Government and NCA groups peace summit success

Can a high level meeting revive decaying peace?

On January 8th, State Counsellor Daw Aung San Suu Kyi and Military officials met with representatives of ten ethnic armed groups to discuss revitalizing Myanmar’s once promising peace process.

The Joint Implementation Coordination Meeting (JICM), as it is officially called, is only held in times of need, and the peace process indeed seems to be beginning the new year at one of its lowest points since the groundbreaking National Ceasefire Agreement of 2015. In Rakhine State and Chin State, the Arakan Rohingya Salvation Army remains a looming threat, and the Arakan Army, a Rakhine Buddhist separatist group, launched raids and hostage-taking operations. Dozens of civilians were killed in the crossfire, including a national MP. In Shan State, fighting with the Northern Alliance of ethnic armed groups redoubled following coordinated attacks in August, 2019.

The conflict has taken an economic toll. Ongoing fighting in Rakhine and Chin State has been an obstacle to plans to repatriate hundreds of thousands of Rohingya Muslims whose flight to Bangladesh caused the United Nations to call for a boycott against the vast range of military-linked businesses. The fighting in Shan State has slowed, and even briefly halted, border trade with China, causing the Chinese government to pressure both sides to strike a lasting peace.

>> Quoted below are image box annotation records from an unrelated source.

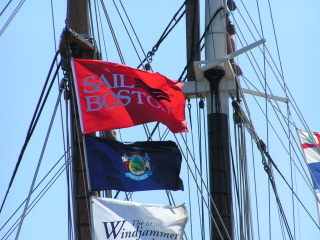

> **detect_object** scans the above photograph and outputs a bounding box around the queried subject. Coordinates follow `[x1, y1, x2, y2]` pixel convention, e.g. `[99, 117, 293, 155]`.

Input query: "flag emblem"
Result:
[121, 148, 152, 181]
[85, 135, 183, 192]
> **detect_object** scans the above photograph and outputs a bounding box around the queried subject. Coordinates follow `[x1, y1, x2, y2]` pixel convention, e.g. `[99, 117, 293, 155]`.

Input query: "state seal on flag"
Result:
[122, 149, 152, 181]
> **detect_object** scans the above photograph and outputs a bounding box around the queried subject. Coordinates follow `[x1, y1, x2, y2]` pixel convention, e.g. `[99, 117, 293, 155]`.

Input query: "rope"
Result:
[0, 52, 60, 213]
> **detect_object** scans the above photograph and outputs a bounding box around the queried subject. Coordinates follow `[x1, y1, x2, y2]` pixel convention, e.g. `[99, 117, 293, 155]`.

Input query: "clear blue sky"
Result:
[0, 0, 320, 240]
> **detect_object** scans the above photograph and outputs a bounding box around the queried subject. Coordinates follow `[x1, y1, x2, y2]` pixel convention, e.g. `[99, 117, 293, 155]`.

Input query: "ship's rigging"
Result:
[1, 1, 319, 239]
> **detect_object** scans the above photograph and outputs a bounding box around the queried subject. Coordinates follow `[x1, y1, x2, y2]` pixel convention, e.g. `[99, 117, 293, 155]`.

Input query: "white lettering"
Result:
[83, 76, 97, 93]
[117, 90, 131, 106]
[131, 91, 147, 104]
[96, 74, 112, 91]
[86, 96, 102, 112]
[120, 74, 134, 88]
[101, 92, 118, 109]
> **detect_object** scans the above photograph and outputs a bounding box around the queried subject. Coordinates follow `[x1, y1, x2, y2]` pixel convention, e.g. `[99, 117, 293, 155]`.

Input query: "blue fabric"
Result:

“We made a decision to negotiate with the government to find ways for all-inclusive in the peace process,” said General Yawd Serk of the Restoration Council of Shan State during the JICM meeting. We need to care that only 10 of us cannot succeed in the peace process.”

The JICM is merely the latest in a series of diplomatic efforts from the NLD government. In September, the government announced plans for the new “Peace Secretariat” to take over conflict negotiations from the much-criticized National Reconciliation and Peace Center. In October, State Counsellor Aung San Suu Kyi announced a new three-step plan to dialogue with NCA non-signatories. Yet the peace remains stagnant. In Shan State, no permanent treaty has come despite numerous unilateral ceasefires on both sides. Violence in Rakhine and Chin State has not slowed, and thousands of civilians remain displaced. Meanwhile, hundreds of thousands of Rohingya Muslims wait in IDP camps in Bangladesh.

It remains to be seen whether 2020 will bring real progress, or if peace will remain an elusive dream.